Saya kembali menatap jendela, berusaha terdengar santai. "Lagipula, tidak ada yang bisa memadukan dengan cacat." Ups, kepahitan itu tetap keluar.
Kali ini, Phoenix tidak mengeluarkan suara. Saya kira dia setuju dengan pandangan suram saya tentang hidup saya.
"Setidaknya Mason akan menerima Anda. Anda tidak akan menjadi pasangannya, tapi anak-anak Anda akan sah dan diperlakukan dengan baik."
Saya tidak bisa menahan gerakan melenting hampir keras pada suara nama itu. "Asal mereka punya serigala, maksud Anda."
Phoenix melemparkan pandangan ke arah saya. "Benar."
Tidak. Tak ada jalan neraka saya akan tinggal dengan orang-orang ini.
Dia tahu, dan dia duduk di sini memberi tahu saya untuk bersyukur pada pria itu, yang sudah memukuli saya tanpa henti selama bertahun-tahun, bahwa dia bersedia mengambil saya sebagai pelacur reproduksinya.
Saya menghela napas perlahan dan memikirkan topografi daerah itu di kepala saya. Saya tidak terlalu tahu, tapi ada beberapa kota di sekitar Shadowvale, dan kota itu sendiri sangat besar—setidaknya empat kali lebih besar dari White Peak. Saya harus bisa mengaburkan jejak saya entah bagaimana. Ada beberapa stasiun kereta di White Peak, tapi saya berharap bisa membuat orang berpikir saya melarikan diri ke pinggiran kota.
Saat kami mendekati Shadowvale, dada saya menegang dengan kecemasan.
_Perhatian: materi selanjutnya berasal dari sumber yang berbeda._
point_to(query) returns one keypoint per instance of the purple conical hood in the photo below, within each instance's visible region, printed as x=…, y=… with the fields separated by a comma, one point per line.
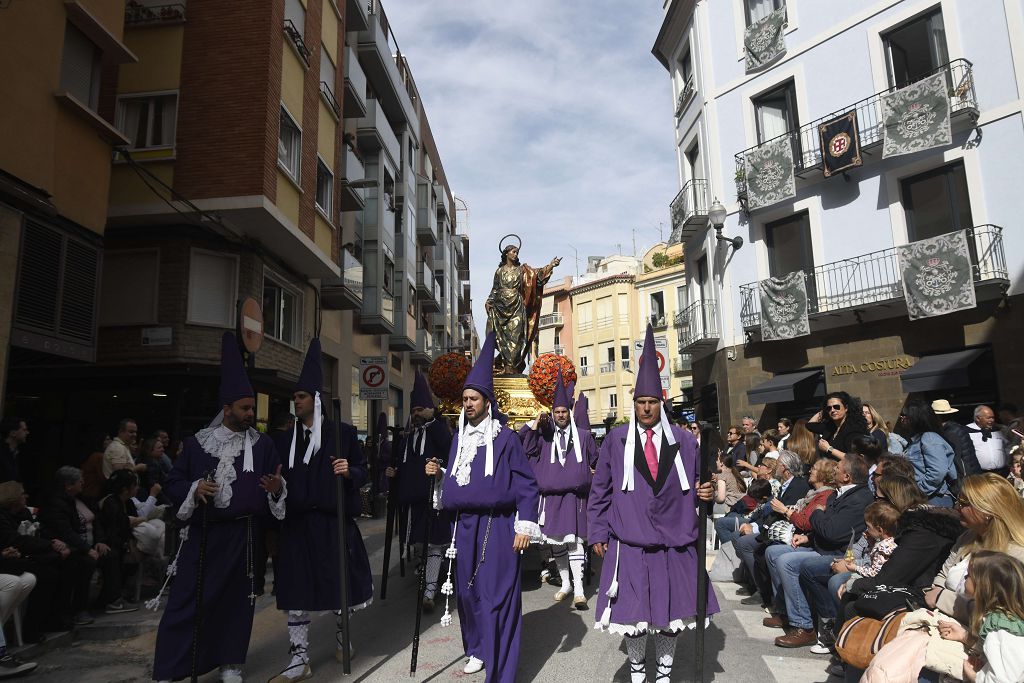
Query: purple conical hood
x=581, y=412
x=311, y=378
x=481, y=376
x=421, y=393
x=648, y=377
x=563, y=397
x=233, y=381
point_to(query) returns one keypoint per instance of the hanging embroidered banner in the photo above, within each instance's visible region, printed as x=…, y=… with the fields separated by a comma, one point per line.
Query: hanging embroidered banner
x=840, y=143
x=938, y=276
x=916, y=117
x=769, y=173
x=764, y=41
x=783, y=307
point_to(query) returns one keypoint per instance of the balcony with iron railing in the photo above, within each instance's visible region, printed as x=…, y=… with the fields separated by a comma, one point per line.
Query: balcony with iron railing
x=697, y=325
x=346, y=292
x=870, y=123
x=875, y=278
x=689, y=210
x=137, y=14
x=551, y=321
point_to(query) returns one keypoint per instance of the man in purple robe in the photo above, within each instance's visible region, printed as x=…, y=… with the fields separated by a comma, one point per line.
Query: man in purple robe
x=246, y=484
x=307, y=572
x=428, y=438
x=562, y=457
x=643, y=521
x=489, y=488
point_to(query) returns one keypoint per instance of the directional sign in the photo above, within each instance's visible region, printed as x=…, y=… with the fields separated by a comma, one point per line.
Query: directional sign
x=662, y=350
x=373, y=378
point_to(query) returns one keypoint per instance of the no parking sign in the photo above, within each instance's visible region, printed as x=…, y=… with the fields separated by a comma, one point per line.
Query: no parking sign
x=373, y=378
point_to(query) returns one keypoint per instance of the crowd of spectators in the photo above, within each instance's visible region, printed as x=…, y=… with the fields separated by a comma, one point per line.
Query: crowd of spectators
x=862, y=520
x=83, y=544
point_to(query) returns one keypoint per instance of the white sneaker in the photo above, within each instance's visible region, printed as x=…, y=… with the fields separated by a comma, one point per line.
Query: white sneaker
x=230, y=675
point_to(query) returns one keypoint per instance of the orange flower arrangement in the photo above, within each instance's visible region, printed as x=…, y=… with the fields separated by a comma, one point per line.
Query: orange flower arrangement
x=544, y=375
x=448, y=374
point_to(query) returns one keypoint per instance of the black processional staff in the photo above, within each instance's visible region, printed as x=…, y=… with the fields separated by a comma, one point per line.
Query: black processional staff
x=709, y=449
x=346, y=655
x=421, y=592
x=198, y=612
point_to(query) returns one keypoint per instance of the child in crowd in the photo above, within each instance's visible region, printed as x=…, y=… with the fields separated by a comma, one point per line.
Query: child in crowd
x=1015, y=472
x=882, y=518
x=995, y=639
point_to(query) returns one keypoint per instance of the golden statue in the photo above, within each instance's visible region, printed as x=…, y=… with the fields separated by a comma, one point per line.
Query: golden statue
x=514, y=308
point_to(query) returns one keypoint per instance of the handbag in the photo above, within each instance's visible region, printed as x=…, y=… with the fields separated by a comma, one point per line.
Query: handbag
x=862, y=637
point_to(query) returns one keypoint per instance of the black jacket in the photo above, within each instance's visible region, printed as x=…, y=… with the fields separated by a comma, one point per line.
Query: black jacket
x=842, y=519
x=924, y=538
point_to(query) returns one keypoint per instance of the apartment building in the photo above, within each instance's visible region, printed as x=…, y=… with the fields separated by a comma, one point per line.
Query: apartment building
x=844, y=230
x=278, y=154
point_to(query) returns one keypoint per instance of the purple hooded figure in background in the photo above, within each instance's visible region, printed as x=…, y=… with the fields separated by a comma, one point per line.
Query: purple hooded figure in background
x=489, y=488
x=642, y=519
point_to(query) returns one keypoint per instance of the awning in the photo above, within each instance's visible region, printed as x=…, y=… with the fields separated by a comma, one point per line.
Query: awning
x=782, y=388
x=943, y=371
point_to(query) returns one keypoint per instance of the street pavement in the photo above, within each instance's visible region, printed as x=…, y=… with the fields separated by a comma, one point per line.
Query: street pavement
x=559, y=644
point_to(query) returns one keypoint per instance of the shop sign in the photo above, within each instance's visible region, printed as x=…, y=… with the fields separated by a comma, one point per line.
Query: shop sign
x=880, y=367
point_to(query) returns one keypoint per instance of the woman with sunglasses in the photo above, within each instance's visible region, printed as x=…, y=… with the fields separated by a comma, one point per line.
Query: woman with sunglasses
x=932, y=457
x=837, y=423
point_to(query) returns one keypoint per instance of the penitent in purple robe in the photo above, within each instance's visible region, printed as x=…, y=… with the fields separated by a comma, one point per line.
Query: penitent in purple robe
x=651, y=534
x=307, y=573
x=563, y=486
x=226, y=615
x=489, y=590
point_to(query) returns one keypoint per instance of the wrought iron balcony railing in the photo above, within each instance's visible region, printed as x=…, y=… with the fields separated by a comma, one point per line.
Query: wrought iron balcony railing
x=875, y=278
x=697, y=325
x=870, y=124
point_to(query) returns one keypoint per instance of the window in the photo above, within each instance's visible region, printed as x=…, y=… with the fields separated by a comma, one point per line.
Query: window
x=282, y=313
x=148, y=121
x=289, y=145
x=936, y=202
x=788, y=243
x=325, y=188
x=81, y=62
x=212, y=288
x=915, y=49
x=136, y=302
x=775, y=113
x=758, y=9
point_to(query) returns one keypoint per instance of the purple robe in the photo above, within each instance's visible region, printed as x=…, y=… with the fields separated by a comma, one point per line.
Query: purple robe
x=563, y=487
x=227, y=609
x=489, y=592
x=414, y=486
x=651, y=534
x=307, y=574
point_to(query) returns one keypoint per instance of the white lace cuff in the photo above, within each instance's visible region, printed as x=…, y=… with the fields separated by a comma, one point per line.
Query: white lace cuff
x=528, y=528
x=278, y=506
x=188, y=505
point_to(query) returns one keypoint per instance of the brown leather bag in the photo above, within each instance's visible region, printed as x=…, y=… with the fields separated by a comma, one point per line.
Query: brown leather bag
x=862, y=637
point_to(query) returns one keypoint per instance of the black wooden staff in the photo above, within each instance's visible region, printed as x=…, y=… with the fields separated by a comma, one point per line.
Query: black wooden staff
x=346, y=656
x=707, y=445
x=425, y=548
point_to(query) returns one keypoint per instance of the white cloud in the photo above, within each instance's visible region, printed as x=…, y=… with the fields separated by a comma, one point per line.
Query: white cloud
x=553, y=121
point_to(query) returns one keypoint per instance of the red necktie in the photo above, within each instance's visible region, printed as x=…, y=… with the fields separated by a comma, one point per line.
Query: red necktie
x=650, y=453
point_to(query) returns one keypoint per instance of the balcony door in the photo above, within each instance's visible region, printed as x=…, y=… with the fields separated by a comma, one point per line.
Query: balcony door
x=915, y=49
x=788, y=243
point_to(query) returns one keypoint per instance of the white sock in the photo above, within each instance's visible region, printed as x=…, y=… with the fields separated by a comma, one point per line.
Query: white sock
x=562, y=562
x=636, y=650
x=665, y=651
x=434, y=554
x=577, y=558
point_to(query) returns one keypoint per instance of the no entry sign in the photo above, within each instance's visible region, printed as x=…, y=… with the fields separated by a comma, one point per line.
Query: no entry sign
x=373, y=378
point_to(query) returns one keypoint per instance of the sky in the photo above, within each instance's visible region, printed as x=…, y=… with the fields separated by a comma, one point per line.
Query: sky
x=553, y=121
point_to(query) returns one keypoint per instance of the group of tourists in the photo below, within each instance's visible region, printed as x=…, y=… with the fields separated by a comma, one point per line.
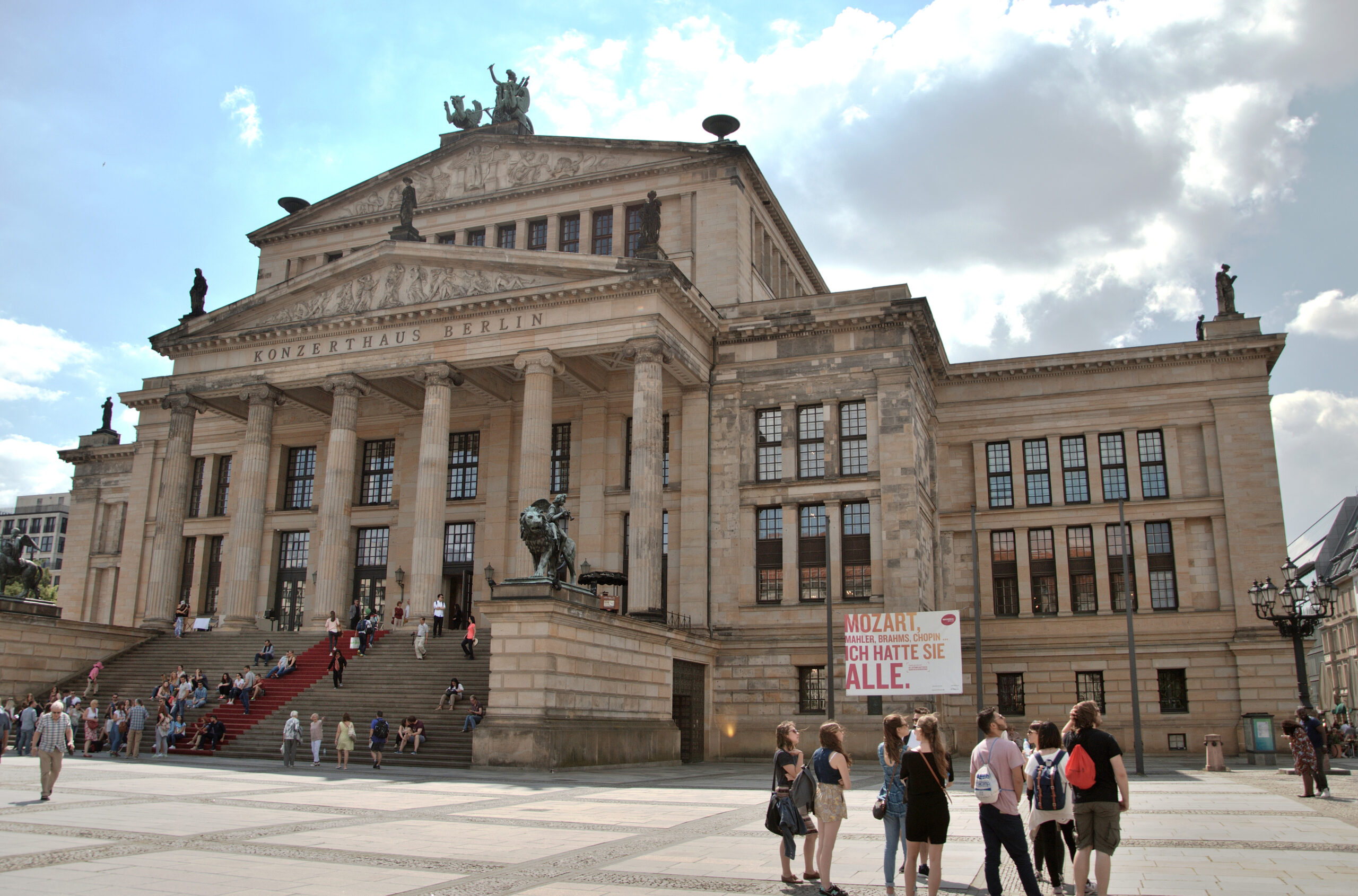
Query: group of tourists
x=1072, y=778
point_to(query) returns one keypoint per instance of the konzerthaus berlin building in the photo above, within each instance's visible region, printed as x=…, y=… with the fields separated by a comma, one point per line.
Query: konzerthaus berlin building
x=731, y=434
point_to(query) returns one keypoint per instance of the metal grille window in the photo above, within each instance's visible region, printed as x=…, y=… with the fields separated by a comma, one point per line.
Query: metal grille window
x=1042, y=564
x=769, y=444
x=811, y=442
x=602, y=242
x=1002, y=474
x=571, y=234
x=219, y=503
x=811, y=550
x=1117, y=543
x=1174, y=690
x=1090, y=687
x=537, y=236
x=769, y=556
x=372, y=548
x=302, y=476
x=853, y=439
x=1160, y=560
x=560, y=458
x=1004, y=568
x=464, y=465
x=459, y=542
x=1114, y=462
x=1080, y=553
x=856, y=550
x=1011, y=693
x=379, y=462
x=1037, y=471
x=1075, y=468
x=1151, y=447
x=811, y=689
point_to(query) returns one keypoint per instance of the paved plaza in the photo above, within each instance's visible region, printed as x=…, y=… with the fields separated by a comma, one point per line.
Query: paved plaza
x=236, y=829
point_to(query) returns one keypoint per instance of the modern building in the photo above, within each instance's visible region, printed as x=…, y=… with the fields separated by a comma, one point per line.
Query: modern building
x=738, y=439
x=44, y=519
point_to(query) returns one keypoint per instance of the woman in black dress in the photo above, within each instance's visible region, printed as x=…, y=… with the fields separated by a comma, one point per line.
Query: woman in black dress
x=928, y=773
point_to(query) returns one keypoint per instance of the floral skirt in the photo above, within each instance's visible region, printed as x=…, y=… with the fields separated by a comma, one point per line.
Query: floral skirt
x=830, y=803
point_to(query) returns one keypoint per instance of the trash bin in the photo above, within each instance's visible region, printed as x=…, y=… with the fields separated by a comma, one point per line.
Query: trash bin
x=1260, y=749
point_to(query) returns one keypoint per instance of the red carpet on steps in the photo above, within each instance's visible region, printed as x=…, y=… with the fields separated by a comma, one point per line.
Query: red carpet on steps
x=309, y=670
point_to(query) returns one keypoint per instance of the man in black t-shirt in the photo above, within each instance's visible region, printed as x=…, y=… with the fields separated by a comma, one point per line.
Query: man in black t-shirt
x=1098, y=808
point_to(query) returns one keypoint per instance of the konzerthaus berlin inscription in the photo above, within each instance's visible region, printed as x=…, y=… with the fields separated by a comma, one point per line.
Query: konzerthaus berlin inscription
x=417, y=368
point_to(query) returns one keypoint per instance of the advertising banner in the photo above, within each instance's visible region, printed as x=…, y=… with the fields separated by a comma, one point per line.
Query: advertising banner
x=902, y=653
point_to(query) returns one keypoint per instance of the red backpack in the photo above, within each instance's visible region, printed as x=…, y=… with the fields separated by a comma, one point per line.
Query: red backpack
x=1080, y=769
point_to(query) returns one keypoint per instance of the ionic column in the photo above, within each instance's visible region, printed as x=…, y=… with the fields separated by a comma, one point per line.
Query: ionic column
x=431, y=489
x=171, y=504
x=249, y=481
x=647, y=478
x=337, y=500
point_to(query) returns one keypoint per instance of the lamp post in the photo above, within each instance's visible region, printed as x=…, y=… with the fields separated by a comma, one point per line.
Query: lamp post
x=1296, y=610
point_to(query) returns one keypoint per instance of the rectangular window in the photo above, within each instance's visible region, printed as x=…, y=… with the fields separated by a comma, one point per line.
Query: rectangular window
x=200, y=466
x=853, y=439
x=856, y=550
x=1080, y=553
x=219, y=503
x=1114, y=535
x=1090, y=687
x=569, y=234
x=1042, y=565
x=769, y=556
x=1151, y=447
x=464, y=461
x=560, y=458
x=602, y=235
x=769, y=444
x=811, y=551
x=1112, y=459
x=633, y=231
x=1002, y=474
x=459, y=542
x=1075, y=466
x=1037, y=470
x=379, y=463
x=1011, y=693
x=811, y=442
x=302, y=476
x=1004, y=568
x=1160, y=560
x=811, y=689
x=538, y=236
x=1174, y=690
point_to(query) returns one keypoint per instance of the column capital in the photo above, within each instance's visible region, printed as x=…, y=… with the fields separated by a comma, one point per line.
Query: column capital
x=347, y=384
x=539, y=362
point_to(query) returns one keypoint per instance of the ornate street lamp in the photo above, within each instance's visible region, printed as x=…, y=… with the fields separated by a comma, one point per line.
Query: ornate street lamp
x=1296, y=609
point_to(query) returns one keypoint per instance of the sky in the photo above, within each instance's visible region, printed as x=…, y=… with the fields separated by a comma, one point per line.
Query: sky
x=1051, y=175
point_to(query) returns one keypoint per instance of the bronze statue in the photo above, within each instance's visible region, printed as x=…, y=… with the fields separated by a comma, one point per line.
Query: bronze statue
x=1225, y=292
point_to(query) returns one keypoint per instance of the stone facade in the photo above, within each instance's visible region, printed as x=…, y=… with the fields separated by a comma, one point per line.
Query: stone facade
x=318, y=435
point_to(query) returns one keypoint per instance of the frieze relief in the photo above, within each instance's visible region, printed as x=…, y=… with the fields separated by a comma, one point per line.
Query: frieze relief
x=397, y=287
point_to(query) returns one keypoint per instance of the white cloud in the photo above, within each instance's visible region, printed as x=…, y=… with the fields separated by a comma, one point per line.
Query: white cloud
x=1316, y=434
x=245, y=112
x=1328, y=314
x=30, y=468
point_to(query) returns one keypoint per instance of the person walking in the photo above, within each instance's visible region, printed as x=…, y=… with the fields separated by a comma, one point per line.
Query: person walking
x=1000, y=822
x=832, y=769
x=1098, y=808
x=54, y=735
x=421, y=631
x=291, y=736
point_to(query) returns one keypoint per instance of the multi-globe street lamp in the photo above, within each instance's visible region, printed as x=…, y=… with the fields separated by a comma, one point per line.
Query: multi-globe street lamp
x=1296, y=609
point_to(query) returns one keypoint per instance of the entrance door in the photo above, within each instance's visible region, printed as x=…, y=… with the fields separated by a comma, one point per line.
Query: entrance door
x=686, y=709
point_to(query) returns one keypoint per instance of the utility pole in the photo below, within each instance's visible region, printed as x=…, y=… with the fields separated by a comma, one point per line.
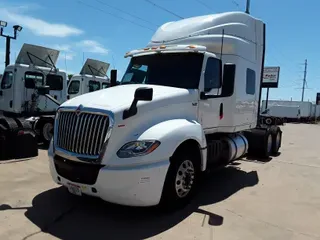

Pikiran tentang berada di teritori Pack Silvermoon membuat saya merasa campur aduk antara takut dan berharap. Ini seperti memasuki dunia di mana apa saja bisa terjadi, di mana saya mungkin memiliki kesempatan untuk merdeka.
Saya menoleh ke arah Phoenix, yang masih fokus pada jalan. Ekspresi stoiknya mengirimkan merinding tulang belakang saya, dan saya berduka untuk kakak lelaki di kenangan saya. Lalu saya mulai membayangkan dinding mental di sekeliling semua kenangan itu dari Masa Sebelumnya. Saya tidak bisa membiarkan sisi sentimental saya mengambil alih.
Saya kembali merencanakan pelarian saya di dalam pikiran. Hati saya berdetak dengan campuran antara ketakutan dan tekad. Saya akan berhasil keluar dari sini. Saya harus.
Ketegangan dalam diri saya semakin membelit saat kami semakin mendekati tujuan.